Making a Roth IRA Contribution When You Do Not Qualify

By Dale K. Geeslin, CPA, CFE

Individual retirement accounts (IRA) were started in 1975 as a way to save for retirement on a tax deferred basis. There are now two types of IRA’s, traditional and Roth. Traditional IRA’s can be either deductible, pre-tax dollars, or nondeductible, after-tax dollars. Established in 1997, Roth IRA’s have become a popular tool in retirement planning. Contributions to a Roth IRA are nondeductible but if the rules are followed your contributions and earnings can be withdrawn during retirement on a tax-free basis. Like many aspects of tax law, one size does not fit all. The opportunity for Roth contributions are limited based on income. For 2015, Roth contributions are phased-out for a married couple with total income over $193,000 and for a single person with income over $131,000.

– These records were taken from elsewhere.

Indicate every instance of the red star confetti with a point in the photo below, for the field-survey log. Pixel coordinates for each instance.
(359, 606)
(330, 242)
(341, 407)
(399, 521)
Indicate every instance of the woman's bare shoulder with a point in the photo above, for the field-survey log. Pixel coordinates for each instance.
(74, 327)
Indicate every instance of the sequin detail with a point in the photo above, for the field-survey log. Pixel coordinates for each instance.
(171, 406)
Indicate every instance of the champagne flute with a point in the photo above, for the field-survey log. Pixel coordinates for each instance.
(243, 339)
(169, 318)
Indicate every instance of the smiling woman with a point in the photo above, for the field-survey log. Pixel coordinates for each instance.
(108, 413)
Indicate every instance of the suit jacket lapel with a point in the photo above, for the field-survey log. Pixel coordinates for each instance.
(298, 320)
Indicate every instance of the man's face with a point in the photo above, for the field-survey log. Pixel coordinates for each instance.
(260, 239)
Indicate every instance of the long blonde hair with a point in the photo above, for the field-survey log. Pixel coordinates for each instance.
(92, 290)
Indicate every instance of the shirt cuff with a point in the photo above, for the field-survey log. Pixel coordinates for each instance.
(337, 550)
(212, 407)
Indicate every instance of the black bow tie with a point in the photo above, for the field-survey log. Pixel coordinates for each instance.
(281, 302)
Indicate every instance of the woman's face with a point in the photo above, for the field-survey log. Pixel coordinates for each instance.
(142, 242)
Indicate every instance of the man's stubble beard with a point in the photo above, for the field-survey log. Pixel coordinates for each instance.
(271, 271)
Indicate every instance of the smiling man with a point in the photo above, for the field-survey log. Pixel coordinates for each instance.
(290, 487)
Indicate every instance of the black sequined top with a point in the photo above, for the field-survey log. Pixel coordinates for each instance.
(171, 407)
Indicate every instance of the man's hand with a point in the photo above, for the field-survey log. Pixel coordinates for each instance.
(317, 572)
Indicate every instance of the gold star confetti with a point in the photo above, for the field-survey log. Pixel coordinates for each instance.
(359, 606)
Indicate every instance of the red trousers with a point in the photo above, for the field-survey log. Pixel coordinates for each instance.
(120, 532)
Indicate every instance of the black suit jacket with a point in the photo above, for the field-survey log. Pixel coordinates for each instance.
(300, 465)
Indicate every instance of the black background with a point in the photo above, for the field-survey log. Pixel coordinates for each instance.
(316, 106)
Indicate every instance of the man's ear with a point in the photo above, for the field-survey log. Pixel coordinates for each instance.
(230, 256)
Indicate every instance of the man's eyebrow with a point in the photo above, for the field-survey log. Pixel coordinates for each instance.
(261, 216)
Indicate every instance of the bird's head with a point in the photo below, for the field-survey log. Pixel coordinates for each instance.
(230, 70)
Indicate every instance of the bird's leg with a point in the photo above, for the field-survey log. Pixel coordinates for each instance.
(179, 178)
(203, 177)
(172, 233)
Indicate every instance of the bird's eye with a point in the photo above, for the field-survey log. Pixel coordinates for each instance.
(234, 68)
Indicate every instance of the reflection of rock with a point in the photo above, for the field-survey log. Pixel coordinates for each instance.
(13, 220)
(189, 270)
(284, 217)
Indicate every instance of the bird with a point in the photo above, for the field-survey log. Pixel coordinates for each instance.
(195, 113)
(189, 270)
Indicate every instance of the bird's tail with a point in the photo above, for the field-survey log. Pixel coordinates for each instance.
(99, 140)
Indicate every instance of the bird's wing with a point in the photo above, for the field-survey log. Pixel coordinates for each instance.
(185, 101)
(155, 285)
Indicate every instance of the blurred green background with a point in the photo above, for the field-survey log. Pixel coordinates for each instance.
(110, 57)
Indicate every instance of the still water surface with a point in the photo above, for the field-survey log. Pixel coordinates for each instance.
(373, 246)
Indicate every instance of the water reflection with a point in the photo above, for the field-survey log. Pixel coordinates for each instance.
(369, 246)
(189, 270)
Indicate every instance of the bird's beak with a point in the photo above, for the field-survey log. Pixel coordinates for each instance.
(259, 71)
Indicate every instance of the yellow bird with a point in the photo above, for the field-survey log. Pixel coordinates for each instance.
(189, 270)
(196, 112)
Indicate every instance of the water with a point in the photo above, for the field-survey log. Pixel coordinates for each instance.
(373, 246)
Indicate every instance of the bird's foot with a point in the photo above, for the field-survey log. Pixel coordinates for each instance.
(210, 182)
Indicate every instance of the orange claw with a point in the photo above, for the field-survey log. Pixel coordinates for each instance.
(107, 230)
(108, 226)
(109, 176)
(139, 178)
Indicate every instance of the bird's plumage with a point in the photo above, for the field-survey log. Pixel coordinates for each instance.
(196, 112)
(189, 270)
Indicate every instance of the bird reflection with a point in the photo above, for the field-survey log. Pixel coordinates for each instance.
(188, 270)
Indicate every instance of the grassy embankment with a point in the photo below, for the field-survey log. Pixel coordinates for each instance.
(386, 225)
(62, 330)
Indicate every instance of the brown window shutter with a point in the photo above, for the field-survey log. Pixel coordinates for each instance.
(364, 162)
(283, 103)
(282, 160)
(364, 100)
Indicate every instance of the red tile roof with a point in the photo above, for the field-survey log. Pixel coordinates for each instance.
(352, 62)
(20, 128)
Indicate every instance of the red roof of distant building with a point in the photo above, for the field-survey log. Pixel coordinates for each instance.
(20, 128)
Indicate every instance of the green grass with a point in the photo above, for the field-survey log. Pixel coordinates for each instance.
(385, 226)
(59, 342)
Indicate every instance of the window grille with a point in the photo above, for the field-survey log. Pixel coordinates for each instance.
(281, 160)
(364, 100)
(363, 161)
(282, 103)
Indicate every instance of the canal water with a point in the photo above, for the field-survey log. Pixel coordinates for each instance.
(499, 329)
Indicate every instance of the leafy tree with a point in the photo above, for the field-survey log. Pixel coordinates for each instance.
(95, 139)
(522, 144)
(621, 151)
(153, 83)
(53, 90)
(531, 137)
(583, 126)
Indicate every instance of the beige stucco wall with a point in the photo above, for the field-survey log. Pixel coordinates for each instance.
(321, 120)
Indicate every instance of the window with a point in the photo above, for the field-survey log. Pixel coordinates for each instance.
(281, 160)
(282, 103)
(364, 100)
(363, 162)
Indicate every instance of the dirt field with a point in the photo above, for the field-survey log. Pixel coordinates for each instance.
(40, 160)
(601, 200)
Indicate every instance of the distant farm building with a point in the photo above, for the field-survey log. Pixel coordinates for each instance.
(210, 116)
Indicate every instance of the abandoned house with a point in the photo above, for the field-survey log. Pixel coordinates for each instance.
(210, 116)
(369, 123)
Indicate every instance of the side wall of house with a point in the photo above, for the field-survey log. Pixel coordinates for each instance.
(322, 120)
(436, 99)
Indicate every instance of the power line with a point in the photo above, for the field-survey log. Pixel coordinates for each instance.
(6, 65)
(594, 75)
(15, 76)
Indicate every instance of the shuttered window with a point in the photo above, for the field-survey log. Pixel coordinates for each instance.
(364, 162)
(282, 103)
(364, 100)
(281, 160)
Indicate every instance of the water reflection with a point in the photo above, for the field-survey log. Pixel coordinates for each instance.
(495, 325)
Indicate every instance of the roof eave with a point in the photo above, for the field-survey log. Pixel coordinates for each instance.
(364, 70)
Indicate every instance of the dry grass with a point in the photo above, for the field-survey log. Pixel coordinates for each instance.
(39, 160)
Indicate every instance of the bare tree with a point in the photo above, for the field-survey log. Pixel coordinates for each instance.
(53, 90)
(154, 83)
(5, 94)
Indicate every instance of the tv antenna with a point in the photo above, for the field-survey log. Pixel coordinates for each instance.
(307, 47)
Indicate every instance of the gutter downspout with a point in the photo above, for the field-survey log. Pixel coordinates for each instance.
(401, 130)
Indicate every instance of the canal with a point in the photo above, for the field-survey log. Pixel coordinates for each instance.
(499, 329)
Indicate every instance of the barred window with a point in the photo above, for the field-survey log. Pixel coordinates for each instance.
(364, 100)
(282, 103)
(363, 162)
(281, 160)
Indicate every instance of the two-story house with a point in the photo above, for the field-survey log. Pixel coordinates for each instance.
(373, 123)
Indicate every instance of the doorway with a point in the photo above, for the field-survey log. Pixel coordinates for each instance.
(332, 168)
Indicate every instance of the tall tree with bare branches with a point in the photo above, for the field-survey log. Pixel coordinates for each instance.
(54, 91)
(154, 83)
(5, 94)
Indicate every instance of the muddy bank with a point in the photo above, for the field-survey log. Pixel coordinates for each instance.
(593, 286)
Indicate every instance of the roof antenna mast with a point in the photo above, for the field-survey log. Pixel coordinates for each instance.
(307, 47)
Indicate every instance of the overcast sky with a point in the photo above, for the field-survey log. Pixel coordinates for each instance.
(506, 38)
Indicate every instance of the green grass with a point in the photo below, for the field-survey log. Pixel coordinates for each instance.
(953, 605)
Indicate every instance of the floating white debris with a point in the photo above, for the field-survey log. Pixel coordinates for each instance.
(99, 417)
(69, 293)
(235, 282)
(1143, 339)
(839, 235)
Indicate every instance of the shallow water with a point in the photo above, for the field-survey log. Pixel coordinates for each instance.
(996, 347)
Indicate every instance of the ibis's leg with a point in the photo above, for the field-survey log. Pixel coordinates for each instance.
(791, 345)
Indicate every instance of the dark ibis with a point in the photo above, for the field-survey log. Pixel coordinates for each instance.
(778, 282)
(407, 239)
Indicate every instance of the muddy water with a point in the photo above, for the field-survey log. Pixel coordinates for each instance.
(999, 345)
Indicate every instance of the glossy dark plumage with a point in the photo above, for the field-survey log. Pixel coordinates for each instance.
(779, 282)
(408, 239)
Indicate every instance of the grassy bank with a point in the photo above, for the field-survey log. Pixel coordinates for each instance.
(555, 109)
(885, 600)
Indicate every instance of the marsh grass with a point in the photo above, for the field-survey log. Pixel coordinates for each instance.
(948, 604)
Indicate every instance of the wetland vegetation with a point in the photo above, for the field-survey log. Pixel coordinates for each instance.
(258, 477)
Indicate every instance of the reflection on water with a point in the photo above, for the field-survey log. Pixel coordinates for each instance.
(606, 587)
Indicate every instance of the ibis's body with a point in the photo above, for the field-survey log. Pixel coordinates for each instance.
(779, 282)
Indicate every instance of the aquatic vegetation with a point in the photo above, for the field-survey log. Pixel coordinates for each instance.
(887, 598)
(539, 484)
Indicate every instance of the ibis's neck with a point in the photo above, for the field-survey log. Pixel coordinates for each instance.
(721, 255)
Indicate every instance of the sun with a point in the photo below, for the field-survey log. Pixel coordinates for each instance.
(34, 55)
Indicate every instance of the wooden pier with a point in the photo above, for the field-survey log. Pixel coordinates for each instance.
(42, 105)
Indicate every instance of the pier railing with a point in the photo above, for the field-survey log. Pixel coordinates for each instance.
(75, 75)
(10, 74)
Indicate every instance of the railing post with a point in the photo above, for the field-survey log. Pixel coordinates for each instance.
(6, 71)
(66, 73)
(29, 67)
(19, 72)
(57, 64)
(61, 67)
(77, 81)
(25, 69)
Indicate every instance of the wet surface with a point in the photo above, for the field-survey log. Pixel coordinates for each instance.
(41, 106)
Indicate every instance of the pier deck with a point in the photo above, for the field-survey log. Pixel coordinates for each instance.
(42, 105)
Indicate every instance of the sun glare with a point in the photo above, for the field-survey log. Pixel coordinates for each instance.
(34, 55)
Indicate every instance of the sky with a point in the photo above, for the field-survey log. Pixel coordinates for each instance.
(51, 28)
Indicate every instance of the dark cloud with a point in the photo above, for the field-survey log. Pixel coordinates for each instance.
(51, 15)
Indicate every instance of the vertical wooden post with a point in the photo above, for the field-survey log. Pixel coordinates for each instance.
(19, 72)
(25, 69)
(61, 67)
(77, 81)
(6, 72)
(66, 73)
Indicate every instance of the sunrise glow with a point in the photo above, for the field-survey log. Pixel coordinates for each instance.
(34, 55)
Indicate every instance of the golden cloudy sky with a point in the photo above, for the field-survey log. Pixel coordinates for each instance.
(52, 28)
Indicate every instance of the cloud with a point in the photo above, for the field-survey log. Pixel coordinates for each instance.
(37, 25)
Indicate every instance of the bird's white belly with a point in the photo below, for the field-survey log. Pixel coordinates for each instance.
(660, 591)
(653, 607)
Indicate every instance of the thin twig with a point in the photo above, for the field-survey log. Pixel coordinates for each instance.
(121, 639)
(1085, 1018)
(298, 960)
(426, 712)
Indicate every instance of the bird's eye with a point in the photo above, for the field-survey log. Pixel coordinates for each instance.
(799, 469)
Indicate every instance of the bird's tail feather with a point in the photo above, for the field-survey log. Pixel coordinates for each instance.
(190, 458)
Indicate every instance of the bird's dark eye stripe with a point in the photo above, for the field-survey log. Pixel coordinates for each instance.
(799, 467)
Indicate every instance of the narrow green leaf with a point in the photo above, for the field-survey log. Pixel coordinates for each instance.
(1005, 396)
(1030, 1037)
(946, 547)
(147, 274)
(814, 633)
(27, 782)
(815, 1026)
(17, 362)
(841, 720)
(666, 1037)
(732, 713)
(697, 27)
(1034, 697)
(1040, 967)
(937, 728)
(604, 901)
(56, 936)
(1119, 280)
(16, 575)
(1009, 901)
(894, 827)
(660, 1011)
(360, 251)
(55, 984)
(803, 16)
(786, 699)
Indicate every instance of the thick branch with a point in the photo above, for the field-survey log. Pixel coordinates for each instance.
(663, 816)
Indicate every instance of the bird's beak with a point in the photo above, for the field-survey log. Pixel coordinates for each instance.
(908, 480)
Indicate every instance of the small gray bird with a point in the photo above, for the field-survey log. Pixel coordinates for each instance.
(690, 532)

Let’s say that you want to make a Roth contribution but your income is over the limit so your only option is to make a contribution to a tradition, nondeductible IRA. You get no tax benefit in the current year and your earnings are taxed when you take them out. There is still a way you can accomplish your goal of having contributions in a Roth. You can use a method referred to as a “Backdoor Roth”. This is where your funds in the traditional, nondeductible IRA are converted to a Roth IRA. When you contribute to a traditional, nondeductible IRA, you are depositing after-tax dollars so you are only taxed on the earnings. If you do the Roth conversion within a few days, the tax will likely be nominal. This method is most beneficial, if you do not have any deductible IRAs. If you do, then the portion that you convert to the Roth has to be prorated over the total amount you have in all of your IRAs.